Sunday 28 June 2015

Identity.

You don't know who I am. I don't know who you are. We are the only people in the world who can fully understand ourselves and it leaves us standing rather alone. Unless somebody has acquired an ability to mind read we really are just 7 billion islands floating separately as in our minds we grow and nurture a sense of being.

There is no way of fully knowing another human being. We may understand their behaviour, study their habits and learn to predict how they think but we can never know exactly what they are thinking within the many layers of consciousness the brain is supporting.
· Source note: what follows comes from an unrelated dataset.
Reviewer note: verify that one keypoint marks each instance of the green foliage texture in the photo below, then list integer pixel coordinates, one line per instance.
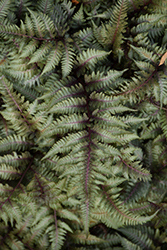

This ambiguity between each and every one of us strongly upholds the necessity we have for identity. Identity is the way we build bridges between each island as we project an idea of who we believe ourselves to be onto our exterior image. We wear different types of clothes to distinguish the certain community, religion or sub culture we are a part of - an indicator of a thought process: conformist or non conformist? We share music tastes, create fan clubs and idolise celebrities collectively to demonstrate what and who we identify with culturally. We keep mementos in our bedrooms with pictures and souvenirs and old toys to document our past identity and how it has accumulated to our current one. We label our personalities with "neurotic" "happy-go-lucky" "laid back" "highly strung" to indicate to others how we respond to emotion and how that affects our being.

I express my thoughts and ideas with anyone who will listen, preferably through the medium of writing, in order to imprint my own identity somewhere in this highly cluttered world. My physical identity demonstrates my desperate attempt to distinguish it from everyone else's. I exhaust myself trying to stick out like a sore thumb in a world full of people trying to do the exact same thing.

But it is how we connect, with our identities, and the greater effort made to discover and accept the fluidity of who we are the greater the relationships we will have. At the same time as establishing our own identity we search for those who can help us understand it. We search for those who share little bits of our sense of being so that eventually we do not end up as solitary islands in our own sea of thoughts but as a connected body with an answer for all our quirks somewhere in the world.

Identity is vital and if you are lucky enough to have settled and established an identity that provides a sense of security and togetherness then bask in the ability to feel at once unique and wholly supported in a world full of tiny islands reaching out to you as you happen to pass.